Why use small error vectors in LWE instead of big ones?

user479610

7/27/24, 10:37 AM

In LWE systems, why is it recommended to add only small error vectors to the system of equations and not big error vectors? Can someone come up with an example?

122

1 + 0

lattice-crypto

lwe

Score:3

Crypto

Mark

7/27/24, 5:12 PM

Bigger errors in LWE make the assumption more secure --- it also makes it harder (and eventually impossible!) to build cryptography from it.

First, recall that the LWE assumption can be phrased as distinguishing samples of the form

$$(\vec a, \langle \vec a, \vec s\rangle + e)\in\mathbb{Z}_q^n\times\mathbb{Z}_q$$

from samples of the form

$$(\vec a, u)\in\mathbb{Z}_q^n\times\mathbb{Z}_q,$$

where

$\vec a\in\mathbb{Z}_q^n$ is uniform
$\vec s$ is a fixed vector (typically uniform, or from the same distribution as $\vec e$), i.e. is consistent across all samples
$e\in\mathbb{Z}_q$ is "small". Say it is $\mathcal{N}(0, \sigma_0^2)$.
$u\in\mathbb{Z}_q$ is uniform, independent of all the above quantities.

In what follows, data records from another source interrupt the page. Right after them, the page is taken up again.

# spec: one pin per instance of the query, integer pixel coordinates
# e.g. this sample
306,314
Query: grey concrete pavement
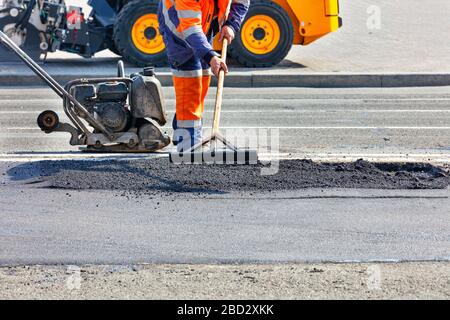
409,49
411,38
309,121
39,225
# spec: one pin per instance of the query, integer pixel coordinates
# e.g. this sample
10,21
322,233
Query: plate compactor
118,114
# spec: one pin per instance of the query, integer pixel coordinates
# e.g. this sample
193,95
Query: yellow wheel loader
130,29
273,26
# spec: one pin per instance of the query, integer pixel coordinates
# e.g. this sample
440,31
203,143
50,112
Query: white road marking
292,127
283,111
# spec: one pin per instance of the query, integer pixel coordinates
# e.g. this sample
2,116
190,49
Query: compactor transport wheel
136,34
266,36
48,121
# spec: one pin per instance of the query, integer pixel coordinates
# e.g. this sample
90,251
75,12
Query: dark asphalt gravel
158,175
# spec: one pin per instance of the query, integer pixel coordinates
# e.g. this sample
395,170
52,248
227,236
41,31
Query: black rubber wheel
113,49
239,49
123,34
48,121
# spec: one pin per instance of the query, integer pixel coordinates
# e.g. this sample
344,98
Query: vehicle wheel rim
260,34
145,34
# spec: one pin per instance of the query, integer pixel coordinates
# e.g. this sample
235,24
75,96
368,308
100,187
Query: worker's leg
187,124
206,82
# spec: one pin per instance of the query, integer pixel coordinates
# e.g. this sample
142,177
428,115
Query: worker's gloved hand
217,64
227,33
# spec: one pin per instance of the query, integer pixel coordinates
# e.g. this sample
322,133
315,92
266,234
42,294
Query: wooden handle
219,94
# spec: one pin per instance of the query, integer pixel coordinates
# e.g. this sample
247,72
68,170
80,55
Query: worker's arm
190,16
238,11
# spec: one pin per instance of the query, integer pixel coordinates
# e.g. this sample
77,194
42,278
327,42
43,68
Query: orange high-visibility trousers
191,82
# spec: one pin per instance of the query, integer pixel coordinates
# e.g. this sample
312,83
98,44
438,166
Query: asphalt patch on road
158,175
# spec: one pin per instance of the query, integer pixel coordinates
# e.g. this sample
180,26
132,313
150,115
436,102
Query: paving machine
117,114
130,29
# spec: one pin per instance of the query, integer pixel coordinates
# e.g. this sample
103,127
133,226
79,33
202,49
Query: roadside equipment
228,155
130,28
124,113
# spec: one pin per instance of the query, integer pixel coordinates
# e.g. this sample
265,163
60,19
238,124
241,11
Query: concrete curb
252,79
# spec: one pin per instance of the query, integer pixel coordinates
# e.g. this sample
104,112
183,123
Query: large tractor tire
266,36
136,34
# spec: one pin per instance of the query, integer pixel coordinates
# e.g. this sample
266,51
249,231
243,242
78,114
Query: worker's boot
185,138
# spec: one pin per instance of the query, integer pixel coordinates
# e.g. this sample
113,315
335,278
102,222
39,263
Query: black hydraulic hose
26,15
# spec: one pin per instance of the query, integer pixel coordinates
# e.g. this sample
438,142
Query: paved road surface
340,121
412,38
52,226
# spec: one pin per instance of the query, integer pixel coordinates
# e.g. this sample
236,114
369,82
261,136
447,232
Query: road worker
188,27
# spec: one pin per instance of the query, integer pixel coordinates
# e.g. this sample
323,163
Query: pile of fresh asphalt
158,175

Note that in isolation (i.e. when $a$ is not given to an adversary) $b := \langle \vec a, \vec s\rangle + \vec e$ can be shown to be very close to uniform in a statistical sense. So the main novelty in the LWE assumption is that when this $\vec a$ is leaked, it is still hard to distinguish $\langle \vec a, \vec s\rangle + \vec e$ from unifom without access to $\vec s$.

Note that given access to a sample of the above form, an adversary may add independent noise $\mathcal{N}(0, \sigma_1^2)$ to the second component. This will

Uniform Case: Yield uniformly random samples, and
LWE Case: Yield LWE samples with error drawn from $\mathcal{N}(0, \sigma_0^2+\sigma_1^2)$.

i.e. solving large-error LWE is not easier than solve small-error LWE.

So why do we want to keep the LWE error small? Typically, to encrypt with LWE, we encode messages $m\in\{0,1\}$ via the error-tolerant encoding $m\mapsto (q/2)m$. This is such that we can decode

$$(q/2)m+e\mapsto m$$

provided that $|e| < q/4$. So if our error is too large, despite being more secure, we can no longer decrypt correctly. In particular, if we added uniform noise to the second component of $(\vec a, b)$, we would be information theoretically secure, yet we also could not decrypt correctly anymore.

Error often grows fairly quickly with homomorphic operations. So starting with initially small error can be quite important to building a cryptosystem with more homomorphic capabilities.

+ 3

Zpeed78

7/29/24, 8:10 AM

Why is it possible to hide the message within the structure $As + e$?

Mark

7/29/24, 5:20 PM

Under the LWE assumption, $(A, As + e)$ is pseudorandom, i.e. no adversary can tell the difference between it and $(A, u)$, for uniformly-random $u$. Then we are just hiding the message using a uniformly-random mask $u$, i.e. doing something roughly equivalent to the one-time pad.

Zpeed78

7/30/24, 9:21 AM

Hi Mark, So we exploit the pseudo randomness to hide our message in there? But why exactly can we do that? See also my question here https://crypto.stackexchange.com/questions/107303. It's still a little unclear to me why you can do that.

Elon Musk

I sit in a Tesla and translated this thread with Ai:

EN: Why use small error vectors in LWE instead of big ones?

Post an answer

Most people don’t grasp that asking a lot of questions unlocks learning and improves interpersonal bonding. In Alison’s studies, for example, though people could accurately recall how many questions had been asked in their conversations, they didn’t intuit the link between questions and liking. Across four studies, in which participants were engaged in conversations themselves or read transcripts of others’ conversations, people tended not to realize that question asking would influence—or had influenced—the level of amity between the conversationalists.